Updated: October 30, 2014 08:42 PM GMT
(Credit: NASA/ESA/Hubble Collaboration)
A leading Vatican astronomer said that although some see Pope Francis' recent words on the Big Bang as signifying a change in the Church's stance on the issue, the pontiff in fact said nothing new.
“It is important to emphasize that Pope Francis was not saying anything new or 'breaking with tradition' as I saw one commentator put it,” Brother Guy Consolmagno, SJ said Wednesday.
Br Consolmagno is an American research astronomer and planetary scientist at the Vatican Observatory, which is an astronomical research and educational institution supported by the Holy See.
Storms of media reports initially arose following a speech Pope Francis gave at the unveiling of a bust of retired pontiff Benedict XVI for the plenary session of the Pontifical Academy of Sciences on Monday.
In his speech, Pope Francis said that “The Big Bang, which nowadays is posited as the origin of the world, does not contradict the divine act of creating, but rather requires it.”
He also touched on evolution, saying that the “evolution of nature does not contrast with the notion of creation, as evolution presupposes the creation of beings that evolve.”
Due to the explosion of headlines on the web saying that the Pope had officially endorsed a change in the Church’s position on these two theories, Br. Consolmagno said that it's important to remember that both theories came as a result of the work of a Catholic priest and a Catholic monk.

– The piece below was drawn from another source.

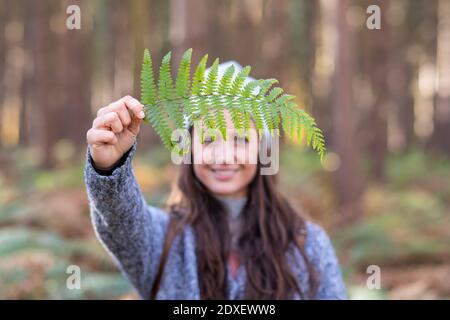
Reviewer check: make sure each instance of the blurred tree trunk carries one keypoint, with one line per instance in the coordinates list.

“The genetic basis of modern evolutionary theory is based on the work of Gregor Mendel, a Catholic monk; and the modern Big Bang theory was first proposed by Georges Lemaitre, a Catholic priest,” he said.
Br. Consolmagno explained that the theological basis for these theories can also be found in scripture, and cited St. Paul’s Letter to the Ephesians as one biblical source.
What Pope Francis said, he noted, is “completely consistent” with what numerous other popes in recent history have said.